The State of Things
12:05 pm
Wed March 20, 2013

Exploring The History Of The Steel Guitar

Ad: The Royal Hawaiian Quintet Performing on the U.S. Mainland
Credit University of Hawaii at Manoa Library, via flickr, creative commons

Experts from the Steel Guitar Concert and Symposium talk about the history of the steel guitar and play live

  

The sound of American Country music owes much of it's success to an unlikely source: the 19th century Hawaiian music scene. Hawaiian music at that time was dominated by the steel guitar.
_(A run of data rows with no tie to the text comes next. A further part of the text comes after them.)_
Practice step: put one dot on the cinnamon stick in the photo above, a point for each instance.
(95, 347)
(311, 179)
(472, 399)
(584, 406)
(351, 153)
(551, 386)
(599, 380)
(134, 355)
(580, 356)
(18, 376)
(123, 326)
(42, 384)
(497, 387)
During the instrument's century-long international migration, it influenced the direction of many genres.

The University of North Carolina at Chapel Hill's Southern Folklife Collection is sponsoring a Steel Guitar Concert and Symposium this Saturday at the ArtsCenter in Carrboro. Speakers Tim Miller and Allyn Love join host Frank Stasio on the program to preview the event and play some live steel guitar. Tim Miller is a PhD student in Musicology at UNC-Chapel Hill. Allyn Love is a pedal steel guitarist, and the director of operations at the North Carolina Symphony.

The single, "Slowly" by Webb Pierce features a new style of playing by Bud Isaacs, using a Bigsby pedal steel to audibly change pitches of strings while playing.